Ciò posto, il Consiglio di Stato ha ritenuto nel caso di specie sia che il vizio istruttorio di contraddittorietà riscontrato dal T.A.R. non fosse sussistente sia che la qualità artistica dell’opera non fosse l’unico elemento posto a giustificazione del vincolo: di conseguenza il giudizio di valore espresso dall’Amministrazione risulta scientificamente accettabile, anche se non necessariamente condivisibile. A tale assunto il giudice giunge osservando come nell’istruttoria siano ricavabili elementi che dimostrano che la scultura fosse a tutti gli effetti una testimonianza particolarmente significativa per la storia del collezionismo, come il fatto che sul basamento in legno vi fosse un’etichetta incollata che recita “Galleria del Milione/Milano”, che l’immagine dell’opera fosse schedata e autenticata nell’archivio dell’artista e che sia stata esposta al MiArt di Milano nell’edizione del 2019 presso lo stand della Galleria Russo di Roma. Quanto alla contraddittorietà dell’attività istruttoria, secondo il Collegio rientra nelle prerogative della Direzione generale del Ministero compiere più approfondimenti istruttori di quanti realizzati dall’Ufficio esportazione, avendo peraltro l’organo sovraordinato individuato ulteriori convincenti elementi critici e storici dai quali si ricava che l’opera in esame fosse un inedito.

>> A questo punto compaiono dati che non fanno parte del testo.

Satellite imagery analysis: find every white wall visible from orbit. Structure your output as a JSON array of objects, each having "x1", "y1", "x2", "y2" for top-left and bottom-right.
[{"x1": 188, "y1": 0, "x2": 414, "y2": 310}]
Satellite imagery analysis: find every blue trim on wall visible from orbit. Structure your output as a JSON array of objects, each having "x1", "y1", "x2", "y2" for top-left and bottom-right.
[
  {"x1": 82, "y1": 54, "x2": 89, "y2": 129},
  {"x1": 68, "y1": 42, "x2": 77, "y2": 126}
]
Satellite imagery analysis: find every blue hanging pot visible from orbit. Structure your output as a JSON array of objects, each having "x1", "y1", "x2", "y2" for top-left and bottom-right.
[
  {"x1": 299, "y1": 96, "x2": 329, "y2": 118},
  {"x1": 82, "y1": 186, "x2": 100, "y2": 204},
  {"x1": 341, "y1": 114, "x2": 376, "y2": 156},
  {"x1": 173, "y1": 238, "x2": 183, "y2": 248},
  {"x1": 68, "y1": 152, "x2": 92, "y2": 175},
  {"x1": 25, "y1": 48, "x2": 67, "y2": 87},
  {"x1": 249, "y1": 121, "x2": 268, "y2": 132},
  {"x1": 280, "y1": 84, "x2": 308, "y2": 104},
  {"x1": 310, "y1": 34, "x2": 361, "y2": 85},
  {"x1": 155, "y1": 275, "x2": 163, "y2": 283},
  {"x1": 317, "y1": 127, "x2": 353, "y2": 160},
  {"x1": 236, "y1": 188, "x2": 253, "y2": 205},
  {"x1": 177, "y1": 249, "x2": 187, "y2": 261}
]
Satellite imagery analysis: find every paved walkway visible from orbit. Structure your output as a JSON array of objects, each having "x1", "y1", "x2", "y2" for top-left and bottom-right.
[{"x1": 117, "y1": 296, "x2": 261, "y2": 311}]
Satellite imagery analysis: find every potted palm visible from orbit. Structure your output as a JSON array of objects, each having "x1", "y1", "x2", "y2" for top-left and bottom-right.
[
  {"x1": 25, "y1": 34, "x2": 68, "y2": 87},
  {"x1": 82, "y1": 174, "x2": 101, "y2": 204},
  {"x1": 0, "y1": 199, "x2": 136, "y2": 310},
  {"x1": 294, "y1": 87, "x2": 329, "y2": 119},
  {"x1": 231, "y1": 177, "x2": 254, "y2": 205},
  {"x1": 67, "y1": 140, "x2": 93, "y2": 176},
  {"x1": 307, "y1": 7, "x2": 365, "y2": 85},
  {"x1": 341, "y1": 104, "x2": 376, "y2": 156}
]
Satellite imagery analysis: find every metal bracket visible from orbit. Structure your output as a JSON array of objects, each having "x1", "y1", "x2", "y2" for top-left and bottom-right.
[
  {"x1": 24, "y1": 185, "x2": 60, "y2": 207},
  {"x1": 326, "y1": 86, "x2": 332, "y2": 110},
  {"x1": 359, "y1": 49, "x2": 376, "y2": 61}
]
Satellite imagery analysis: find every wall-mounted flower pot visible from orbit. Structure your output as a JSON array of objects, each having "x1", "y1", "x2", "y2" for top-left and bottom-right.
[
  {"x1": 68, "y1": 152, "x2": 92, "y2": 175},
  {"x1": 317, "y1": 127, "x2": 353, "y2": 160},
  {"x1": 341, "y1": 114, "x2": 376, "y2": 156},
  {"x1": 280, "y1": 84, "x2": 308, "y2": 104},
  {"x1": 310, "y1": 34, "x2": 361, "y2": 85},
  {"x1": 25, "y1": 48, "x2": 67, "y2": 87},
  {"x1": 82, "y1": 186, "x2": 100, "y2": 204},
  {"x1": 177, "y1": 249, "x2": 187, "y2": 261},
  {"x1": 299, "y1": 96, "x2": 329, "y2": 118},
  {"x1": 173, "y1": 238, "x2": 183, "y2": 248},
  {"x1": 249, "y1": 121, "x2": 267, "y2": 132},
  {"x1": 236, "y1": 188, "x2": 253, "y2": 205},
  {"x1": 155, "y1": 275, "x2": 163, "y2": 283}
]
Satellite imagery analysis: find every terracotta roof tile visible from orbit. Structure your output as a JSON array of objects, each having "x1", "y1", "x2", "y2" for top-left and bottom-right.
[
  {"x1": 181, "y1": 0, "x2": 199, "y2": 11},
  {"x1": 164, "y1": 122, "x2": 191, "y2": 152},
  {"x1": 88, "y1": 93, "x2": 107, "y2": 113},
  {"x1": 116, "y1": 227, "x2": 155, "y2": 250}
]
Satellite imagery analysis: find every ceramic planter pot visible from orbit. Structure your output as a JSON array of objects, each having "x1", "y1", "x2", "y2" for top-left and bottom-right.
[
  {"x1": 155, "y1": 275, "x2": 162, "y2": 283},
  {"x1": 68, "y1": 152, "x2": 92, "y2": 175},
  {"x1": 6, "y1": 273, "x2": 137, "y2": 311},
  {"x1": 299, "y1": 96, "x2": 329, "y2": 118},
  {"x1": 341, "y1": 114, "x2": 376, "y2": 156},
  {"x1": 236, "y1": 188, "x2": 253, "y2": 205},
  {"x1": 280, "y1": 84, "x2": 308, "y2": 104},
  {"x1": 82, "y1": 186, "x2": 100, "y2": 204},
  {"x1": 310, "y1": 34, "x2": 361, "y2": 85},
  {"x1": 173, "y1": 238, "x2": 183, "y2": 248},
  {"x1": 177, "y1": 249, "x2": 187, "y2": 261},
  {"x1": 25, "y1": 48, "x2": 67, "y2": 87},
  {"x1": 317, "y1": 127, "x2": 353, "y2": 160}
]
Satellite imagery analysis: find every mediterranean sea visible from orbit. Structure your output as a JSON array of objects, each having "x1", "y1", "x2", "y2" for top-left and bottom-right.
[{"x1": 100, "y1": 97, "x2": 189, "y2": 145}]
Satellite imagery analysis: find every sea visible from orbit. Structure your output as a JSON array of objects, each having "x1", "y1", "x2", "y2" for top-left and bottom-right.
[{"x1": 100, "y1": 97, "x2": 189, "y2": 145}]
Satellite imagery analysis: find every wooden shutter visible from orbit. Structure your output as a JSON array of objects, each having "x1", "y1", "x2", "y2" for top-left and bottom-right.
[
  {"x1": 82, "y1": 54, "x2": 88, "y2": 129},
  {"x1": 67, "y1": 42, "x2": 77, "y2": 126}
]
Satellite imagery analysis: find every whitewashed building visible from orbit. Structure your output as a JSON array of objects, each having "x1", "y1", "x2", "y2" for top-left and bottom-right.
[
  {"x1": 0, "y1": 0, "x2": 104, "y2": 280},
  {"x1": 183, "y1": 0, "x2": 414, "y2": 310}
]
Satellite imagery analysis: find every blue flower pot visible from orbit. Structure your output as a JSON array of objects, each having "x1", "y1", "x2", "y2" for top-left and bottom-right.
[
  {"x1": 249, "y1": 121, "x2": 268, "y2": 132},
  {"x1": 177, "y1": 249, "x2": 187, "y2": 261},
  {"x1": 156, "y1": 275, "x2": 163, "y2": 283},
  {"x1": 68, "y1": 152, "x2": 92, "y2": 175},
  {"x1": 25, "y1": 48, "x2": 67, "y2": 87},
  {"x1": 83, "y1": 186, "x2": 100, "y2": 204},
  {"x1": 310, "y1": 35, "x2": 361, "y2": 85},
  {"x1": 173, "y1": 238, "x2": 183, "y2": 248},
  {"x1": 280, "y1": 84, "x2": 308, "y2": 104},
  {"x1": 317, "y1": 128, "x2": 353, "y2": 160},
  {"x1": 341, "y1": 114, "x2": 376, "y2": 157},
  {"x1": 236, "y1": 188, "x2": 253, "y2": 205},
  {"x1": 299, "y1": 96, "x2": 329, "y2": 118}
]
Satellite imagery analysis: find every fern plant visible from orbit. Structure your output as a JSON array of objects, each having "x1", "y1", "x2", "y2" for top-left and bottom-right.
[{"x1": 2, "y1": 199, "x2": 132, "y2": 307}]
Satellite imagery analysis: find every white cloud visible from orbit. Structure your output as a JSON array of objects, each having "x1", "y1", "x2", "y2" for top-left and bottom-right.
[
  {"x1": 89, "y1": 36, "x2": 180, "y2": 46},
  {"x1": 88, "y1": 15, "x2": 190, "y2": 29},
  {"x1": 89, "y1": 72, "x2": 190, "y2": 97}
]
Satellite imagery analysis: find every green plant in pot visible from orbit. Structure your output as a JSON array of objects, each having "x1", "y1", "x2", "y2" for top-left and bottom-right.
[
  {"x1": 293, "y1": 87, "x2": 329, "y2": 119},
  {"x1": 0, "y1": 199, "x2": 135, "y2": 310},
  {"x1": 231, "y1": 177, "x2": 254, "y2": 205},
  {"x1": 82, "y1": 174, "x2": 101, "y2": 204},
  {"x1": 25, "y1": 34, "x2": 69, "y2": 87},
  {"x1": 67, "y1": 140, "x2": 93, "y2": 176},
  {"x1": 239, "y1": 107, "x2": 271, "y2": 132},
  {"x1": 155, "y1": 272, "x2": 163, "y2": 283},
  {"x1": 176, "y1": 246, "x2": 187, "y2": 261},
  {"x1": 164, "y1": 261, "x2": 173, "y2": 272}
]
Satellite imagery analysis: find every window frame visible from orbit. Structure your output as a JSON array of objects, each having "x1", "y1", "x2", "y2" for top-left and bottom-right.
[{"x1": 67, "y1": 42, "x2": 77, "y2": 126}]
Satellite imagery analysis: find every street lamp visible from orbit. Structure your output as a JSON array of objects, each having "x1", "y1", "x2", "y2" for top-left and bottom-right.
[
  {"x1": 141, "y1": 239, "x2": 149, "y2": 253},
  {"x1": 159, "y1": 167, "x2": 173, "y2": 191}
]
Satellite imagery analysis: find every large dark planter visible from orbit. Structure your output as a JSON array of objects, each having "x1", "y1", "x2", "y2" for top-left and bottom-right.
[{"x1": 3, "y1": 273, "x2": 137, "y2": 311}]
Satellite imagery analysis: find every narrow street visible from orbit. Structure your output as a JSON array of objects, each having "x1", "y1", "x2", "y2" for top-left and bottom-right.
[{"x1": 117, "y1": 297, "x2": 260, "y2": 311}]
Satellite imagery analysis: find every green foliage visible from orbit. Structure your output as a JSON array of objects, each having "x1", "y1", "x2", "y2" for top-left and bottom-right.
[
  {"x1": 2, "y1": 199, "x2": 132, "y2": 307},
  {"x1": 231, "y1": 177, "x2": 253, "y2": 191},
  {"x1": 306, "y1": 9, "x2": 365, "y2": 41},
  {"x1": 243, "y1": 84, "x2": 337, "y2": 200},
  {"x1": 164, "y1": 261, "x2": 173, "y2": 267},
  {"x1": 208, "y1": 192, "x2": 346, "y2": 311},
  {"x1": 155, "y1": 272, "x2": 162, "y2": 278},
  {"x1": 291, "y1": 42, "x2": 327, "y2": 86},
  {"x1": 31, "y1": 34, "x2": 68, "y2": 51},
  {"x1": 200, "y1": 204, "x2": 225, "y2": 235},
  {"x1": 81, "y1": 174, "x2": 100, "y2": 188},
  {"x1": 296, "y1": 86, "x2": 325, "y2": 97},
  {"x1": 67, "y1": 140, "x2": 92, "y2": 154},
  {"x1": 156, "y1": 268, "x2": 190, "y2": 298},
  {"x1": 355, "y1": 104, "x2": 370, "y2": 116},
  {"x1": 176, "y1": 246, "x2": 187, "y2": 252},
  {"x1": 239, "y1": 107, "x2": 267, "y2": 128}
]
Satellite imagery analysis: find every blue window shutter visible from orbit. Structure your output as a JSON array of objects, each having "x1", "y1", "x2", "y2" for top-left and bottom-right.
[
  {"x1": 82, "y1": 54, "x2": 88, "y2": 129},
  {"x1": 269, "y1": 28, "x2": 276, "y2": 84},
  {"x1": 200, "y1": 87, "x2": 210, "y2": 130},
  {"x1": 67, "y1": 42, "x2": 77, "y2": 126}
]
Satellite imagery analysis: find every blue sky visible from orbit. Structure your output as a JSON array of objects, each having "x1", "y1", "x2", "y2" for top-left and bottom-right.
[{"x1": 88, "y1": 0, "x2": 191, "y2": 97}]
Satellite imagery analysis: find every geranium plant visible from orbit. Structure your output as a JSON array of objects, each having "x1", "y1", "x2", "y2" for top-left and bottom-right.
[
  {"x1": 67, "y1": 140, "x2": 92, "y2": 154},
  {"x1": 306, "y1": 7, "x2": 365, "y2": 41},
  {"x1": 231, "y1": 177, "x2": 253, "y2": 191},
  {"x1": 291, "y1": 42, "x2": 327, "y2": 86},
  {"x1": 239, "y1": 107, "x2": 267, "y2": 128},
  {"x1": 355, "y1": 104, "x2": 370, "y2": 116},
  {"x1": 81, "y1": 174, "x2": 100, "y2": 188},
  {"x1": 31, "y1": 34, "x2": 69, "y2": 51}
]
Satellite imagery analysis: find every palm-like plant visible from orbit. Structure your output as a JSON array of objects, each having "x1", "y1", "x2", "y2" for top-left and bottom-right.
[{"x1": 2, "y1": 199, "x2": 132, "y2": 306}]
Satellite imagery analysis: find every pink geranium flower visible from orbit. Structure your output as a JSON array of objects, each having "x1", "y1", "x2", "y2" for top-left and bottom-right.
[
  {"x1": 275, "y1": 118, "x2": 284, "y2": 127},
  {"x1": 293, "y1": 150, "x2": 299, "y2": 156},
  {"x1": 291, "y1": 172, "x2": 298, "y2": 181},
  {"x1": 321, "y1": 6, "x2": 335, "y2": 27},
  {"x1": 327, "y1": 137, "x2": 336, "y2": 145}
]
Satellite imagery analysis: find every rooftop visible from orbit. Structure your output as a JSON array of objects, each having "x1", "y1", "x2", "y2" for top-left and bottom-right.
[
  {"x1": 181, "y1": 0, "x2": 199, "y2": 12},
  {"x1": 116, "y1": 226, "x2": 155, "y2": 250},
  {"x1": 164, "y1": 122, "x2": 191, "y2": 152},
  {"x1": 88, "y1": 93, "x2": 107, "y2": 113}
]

 Parimenti rigettata è stata anche la censura inerente alla violazione del termine finale per la conclusione del procedimento amministrativo di dichiarazione di interesse culturale previsto per legge in centoventi giorni, dal momento che dalla sua violazione non consegue l’illegittimità dell’atto tardivo in assenza di alcuna norma che riconnetta al ritardo in questione la consumazione del potere di apposizione del vincolo.

La pronuncia del Consiglio di Stato, per quanto opposta rispetto alle risultanze del T.A.R. del Lazio, si pone in linea di continuità con un orientamento molto diffuso e pacifico nella giurisprudenza amministrativa in merito al sindacato giurisdizionale sulle valutazioni tecniche sottese al procedimento di vincolo di interesse culturale, sebbene le stesse siano strutturalmente e insuperabilmente connotate da soggettività e relatività: il giudizio ad esse sotteso, infatti, fa capo a scienze umane non esatte le cui risultanze sono caratterizzate da un’opinabilità tale da rappresentare un’ ”eventualità naturale e fisiologica”[2] dal momento che le norme operanti in questo contesto affidano all’amministrazione “una valutazione non giuridica (e perciò non tecnica) ma non sicura (e perciò opinabile)”[3].

In definitiva, per annullare in sede giurisdizionale un provvedimento fondato su valutazioni tecniche che si riferiscono a scienze non esatte (come la storia dell’arte) non è sufficiente che quanto determinato dall’Amministrazione non sia condivisibile, dovendo essere invece “scientificamente inaccettabile”.


[1] Precisa ulteriormente il massimo giudice amministrativo che, in questo tipo di giudizi, “fino a quando si fronteggiano opinioni divergenti, tutte parimenti argomentabili, il giudice deve dare prevalenza alla posizione espressa dall’organo istituzionalmente investito (dalle fonti del diritto, e quindi nelle forme democratiche) della competenza ad adottare decisioni collettive, rispetto alla posizione ‘individuale’ dell’interessato”.

[2] G. SEVERINI, Tutela del patrimonio culturale, discrezionalità tecnica e principio di proporzionalità, in Aedon, Rivista di Arti e Diritto online n. 3 del 2016, par. 2.

[3] F. CINTIOLI, Giudice amministrativo, tecnica e mercato. Poteri tecnici e giurisdizionalizzazione, Giuffré, Milano, 2005. p. 4.